To learn more about the MiWaitWay project and its high-level architecture, check the introduction article.

You can also find a previous part of the series where I deploy Apache Airflow on a small VM on Google Cloud.

Recap on the project goal

Let me quickly summarize the end goal of the MiWaitWay project. Using GTFS Static and real-time data provided by the MiWay transportation agency, I want to build a dashboard allowing users to select a stop and see the average wait time for different bus lines at that stop. To achieve this, I will need to import and process data in the Google BigQuery, the data warehouse I decided to use.

Data granularity and lifetime

I decided to allow users to see statistics aggregated per day. Calculating the average wait time per hour is not very beneficial, as there are insufficient data points. The average time will be calculated for a complete day only. It will be possible to see the stats for the previous day, the last seven days, or the previous month.

To avoid unnecessary spending, I will limit the lifetime of the real-time data to one month.

Data flow

Below, you can find the data flow diagram I have in mind.

Data flow diagram of MiWaitWay project

It has three areas:

  • raw_miway_data, where raw static (stops, trips, etc.) and real-time (vehicle positions) GTFS data is ingested;
  • prod_miway_data, where data from raw_miway_data area is cleaned and enriched;
  • feature_average_wait_time_at_stop, where the final results for our particular feature will be stored.

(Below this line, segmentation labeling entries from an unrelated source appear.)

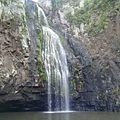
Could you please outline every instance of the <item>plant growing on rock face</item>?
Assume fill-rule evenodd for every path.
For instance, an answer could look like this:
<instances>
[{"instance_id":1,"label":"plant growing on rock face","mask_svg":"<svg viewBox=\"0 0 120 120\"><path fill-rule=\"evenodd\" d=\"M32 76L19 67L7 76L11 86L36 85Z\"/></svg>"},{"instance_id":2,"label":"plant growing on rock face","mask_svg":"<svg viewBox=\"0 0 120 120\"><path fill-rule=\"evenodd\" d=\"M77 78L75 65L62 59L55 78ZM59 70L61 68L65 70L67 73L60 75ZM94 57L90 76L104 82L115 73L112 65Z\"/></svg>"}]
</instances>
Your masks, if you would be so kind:
<instances>
[{"instance_id":1,"label":"plant growing on rock face","mask_svg":"<svg viewBox=\"0 0 120 120\"><path fill-rule=\"evenodd\" d=\"M110 14L116 12L120 14L119 0L85 0L84 7L74 8L74 14L66 17L77 27L84 23L86 31L96 35L107 28Z\"/></svg>"}]
</instances>

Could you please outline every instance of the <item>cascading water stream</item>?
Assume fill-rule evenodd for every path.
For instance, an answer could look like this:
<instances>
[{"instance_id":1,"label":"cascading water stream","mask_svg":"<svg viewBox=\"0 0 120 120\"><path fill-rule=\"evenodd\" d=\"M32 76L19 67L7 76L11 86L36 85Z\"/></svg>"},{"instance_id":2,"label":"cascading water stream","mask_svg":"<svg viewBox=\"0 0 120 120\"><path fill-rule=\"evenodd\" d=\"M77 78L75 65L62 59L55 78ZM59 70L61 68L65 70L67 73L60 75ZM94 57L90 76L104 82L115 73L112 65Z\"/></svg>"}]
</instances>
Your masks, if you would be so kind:
<instances>
[{"instance_id":1,"label":"cascading water stream","mask_svg":"<svg viewBox=\"0 0 120 120\"><path fill-rule=\"evenodd\" d=\"M69 71L65 50L59 36L50 29L44 11L37 7L44 19L42 57L48 80L48 110L69 111Z\"/></svg>"}]
</instances>

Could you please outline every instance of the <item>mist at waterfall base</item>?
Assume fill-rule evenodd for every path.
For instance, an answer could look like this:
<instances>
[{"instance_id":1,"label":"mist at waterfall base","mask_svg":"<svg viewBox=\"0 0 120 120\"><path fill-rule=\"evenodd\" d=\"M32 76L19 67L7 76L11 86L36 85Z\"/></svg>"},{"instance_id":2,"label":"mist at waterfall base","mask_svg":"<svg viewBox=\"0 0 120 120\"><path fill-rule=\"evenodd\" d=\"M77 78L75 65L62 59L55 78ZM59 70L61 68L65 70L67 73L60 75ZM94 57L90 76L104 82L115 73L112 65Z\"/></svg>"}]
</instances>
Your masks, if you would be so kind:
<instances>
[{"instance_id":1,"label":"mist at waterfall base","mask_svg":"<svg viewBox=\"0 0 120 120\"><path fill-rule=\"evenodd\" d=\"M37 5L43 17L42 58L48 81L48 111L69 111L69 71L65 50L60 37L49 27L47 17Z\"/></svg>"}]
</instances>

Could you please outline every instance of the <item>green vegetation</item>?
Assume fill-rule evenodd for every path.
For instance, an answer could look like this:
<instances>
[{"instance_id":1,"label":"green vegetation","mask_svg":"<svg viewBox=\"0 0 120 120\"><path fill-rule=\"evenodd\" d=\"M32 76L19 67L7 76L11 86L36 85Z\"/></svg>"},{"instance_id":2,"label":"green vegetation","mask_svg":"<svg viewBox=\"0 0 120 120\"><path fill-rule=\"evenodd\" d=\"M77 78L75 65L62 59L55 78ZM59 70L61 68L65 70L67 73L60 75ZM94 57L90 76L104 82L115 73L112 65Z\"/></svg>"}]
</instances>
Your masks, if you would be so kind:
<instances>
[{"instance_id":1,"label":"green vegetation","mask_svg":"<svg viewBox=\"0 0 120 120\"><path fill-rule=\"evenodd\" d=\"M74 14L68 13L67 19L77 27L84 23L86 31L94 36L103 32L109 18L117 14L120 14L120 0L85 0L84 7L74 7Z\"/></svg>"},{"instance_id":2,"label":"green vegetation","mask_svg":"<svg viewBox=\"0 0 120 120\"><path fill-rule=\"evenodd\" d=\"M46 80L46 72L42 60L42 41L43 41L43 35L42 32L39 33L38 35L39 40L38 40L38 72L40 76L40 80Z\"/></svg>"}]
</instances>

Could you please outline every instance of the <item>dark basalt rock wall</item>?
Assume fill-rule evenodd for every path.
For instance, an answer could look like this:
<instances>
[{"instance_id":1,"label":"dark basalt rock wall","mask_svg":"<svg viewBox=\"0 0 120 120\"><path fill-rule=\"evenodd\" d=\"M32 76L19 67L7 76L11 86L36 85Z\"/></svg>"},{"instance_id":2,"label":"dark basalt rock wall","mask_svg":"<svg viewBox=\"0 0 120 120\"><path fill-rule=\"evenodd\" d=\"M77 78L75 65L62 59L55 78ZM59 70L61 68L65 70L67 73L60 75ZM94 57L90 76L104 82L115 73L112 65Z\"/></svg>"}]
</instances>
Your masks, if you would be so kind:
<instances>
[{"instance_id":1,"label":"dark basalt rock wall","mask_svg":"<svg viewBox=\"0 0 120 120\"><path fill-rule=\"evenodd\" d=\"M47 111L48 108L47 82L35 86L35 81L39 81L37 39L41 27L34 14L35 3L28 2L26 14L29 14L30 38L27 50L20 42L20 20L0 22L0 111ZM51 14L49 17L54 16ZM61 37L67 54L71 110L120 111L118 24L111 21L105 33L87 41L85 36L75 38L69 31L70 26L60 21L59 13L49 20Z\"/></svg>"}]
</instances>

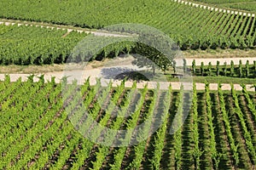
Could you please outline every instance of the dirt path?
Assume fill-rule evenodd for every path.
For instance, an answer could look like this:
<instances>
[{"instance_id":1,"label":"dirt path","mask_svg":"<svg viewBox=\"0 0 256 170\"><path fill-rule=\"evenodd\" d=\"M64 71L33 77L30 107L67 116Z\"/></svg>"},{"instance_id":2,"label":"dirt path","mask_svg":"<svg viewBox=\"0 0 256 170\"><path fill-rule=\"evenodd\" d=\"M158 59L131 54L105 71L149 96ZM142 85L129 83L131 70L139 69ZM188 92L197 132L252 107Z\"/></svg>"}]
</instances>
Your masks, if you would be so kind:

I want to share a few key highlights from the data flow diagram.

The raw static data will be ingested once a day. It doesn’t change often, so running it frequently is unnecessary. I might also consider running the pipeline only once per week.

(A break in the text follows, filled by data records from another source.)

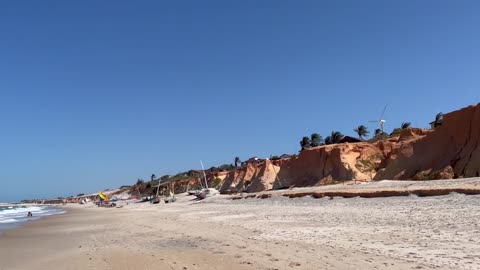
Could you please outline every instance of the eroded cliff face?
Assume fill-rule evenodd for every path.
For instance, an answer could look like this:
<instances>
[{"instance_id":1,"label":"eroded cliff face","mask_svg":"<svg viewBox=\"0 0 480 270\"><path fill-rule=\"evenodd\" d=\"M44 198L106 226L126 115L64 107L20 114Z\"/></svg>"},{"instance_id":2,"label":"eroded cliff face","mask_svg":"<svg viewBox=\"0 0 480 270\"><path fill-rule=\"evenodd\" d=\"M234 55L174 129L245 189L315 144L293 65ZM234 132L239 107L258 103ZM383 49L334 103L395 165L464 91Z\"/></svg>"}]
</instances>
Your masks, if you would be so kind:
<instances>
[{"instance_id":1,"label":"eroded cliff face","mask_svg":"<svg viewBox=\"0 0 480 270\"><path fill-rule=\"evenodd\" d=\"M375 176L411 179L428 171L453 169L454 177L480 175L480 104L446 114L442 126L413 143L400 145Z\"/></svg>"},{"instance_id":2,"label":"eroded cliff face","mask_svg":"<svg viewBox=\"0 0 480 270\"><path fill-rule=\"evenodd\" d=\"M338 181L444 179L480 175L480 105L444 116L435 130L406 129L376 143L342 143L311 148L289 159L248 164L207 175L222 193L316 186ZM199 179L176 184L177 192Z\"/></svg>"}]
</instances>

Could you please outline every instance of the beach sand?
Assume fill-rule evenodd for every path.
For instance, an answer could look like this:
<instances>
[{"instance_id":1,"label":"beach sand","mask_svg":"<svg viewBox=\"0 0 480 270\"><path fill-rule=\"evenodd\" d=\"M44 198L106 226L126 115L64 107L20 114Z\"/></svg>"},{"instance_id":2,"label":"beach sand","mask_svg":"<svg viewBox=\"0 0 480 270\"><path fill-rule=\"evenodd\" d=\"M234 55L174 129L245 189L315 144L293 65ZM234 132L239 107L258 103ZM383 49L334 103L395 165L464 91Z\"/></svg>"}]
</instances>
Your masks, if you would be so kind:
<instances>
[{"instance_id":1,"label":"beach sand","mask_svg":"<svg viewBox=\"0 0 480 270\"><path fill-rule=\"evenodd\" d=\"M480 269L480 196L67 206L0 235L0 269Z\"/></svg>"}]
</instances>

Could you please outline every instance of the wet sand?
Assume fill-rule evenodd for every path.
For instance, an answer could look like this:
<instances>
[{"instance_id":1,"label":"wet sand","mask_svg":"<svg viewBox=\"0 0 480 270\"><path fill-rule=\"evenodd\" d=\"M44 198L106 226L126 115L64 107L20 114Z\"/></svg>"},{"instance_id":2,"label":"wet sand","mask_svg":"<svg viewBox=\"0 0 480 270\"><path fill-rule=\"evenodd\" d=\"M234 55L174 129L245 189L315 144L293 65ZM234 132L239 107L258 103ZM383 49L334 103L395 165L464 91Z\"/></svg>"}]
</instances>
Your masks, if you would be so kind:
<instances>
[{"instance_id":1,"label":"wet sand","mask_svg":"<svg viewBox=\"0 0 480 270\"><path fill-rule=\"evenodd\" d=\"M68 213L0 236L0 269L479 269L480 196L295 198Z\"/></svg>"}]
</instances>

The extract-realtime-vehicle-location pipeline will continuously save real-time vehicle position batches in files on Google Cloud Storage (GCS). Then, every 30 minutes (can be adjusted), the files will be loaded by the realtime-to-BQ pipeline into BigQuery via a staging table called stage_vehicle_position. This approach will allow BQ queries to be run only once per X minutes instead of every time a small batch of vehicle location data is incoming. I will discuss real-time GTFS later in the series.

The vehicle location tables will be partitioned by the data extracted from the vehicle location’s timestamp. The partitioning allows the efficient running of daily queries. BigQuery documentation on partitioning

The partitions in the vehicle location tables will expire in 30 days. In other words, partitions older than 30 days will be deleted automatically. This reduces the size of the table and avoids unnecessary costs. BigQuery documentation on partition expiry

The pipelines to transform data from raw_miway_data to prod_miway_data will run once a day. They will process data for the previous day. We can use partitions to select the previous day’s data efficiently.

The columns related to the location will be converted to the GEOGRAPHY data type to leverage BigQuery geospatial functions for best performance. The conversion will happen when data is transformed from the raw_miway_data to the prod_miway_data area. BigQuery documentation on working with geospatial data

The last area, feature_average_wait_time_at_stop, will contain the calculated average wait time per stop. The vehicles_near_stops table will contain events when the bus location was registered near the stop. The “average_wait_per_stop” table will contain the final aggregated results that can be used later by the web app and displayed to the user.

Additional changes will likely be required as I work on this project, but I am happy I have a high-level framework written down. In the next article, I will implement static GTFS data ingestion into the raw_miway_data area.

Thank you for reading. Have a great day!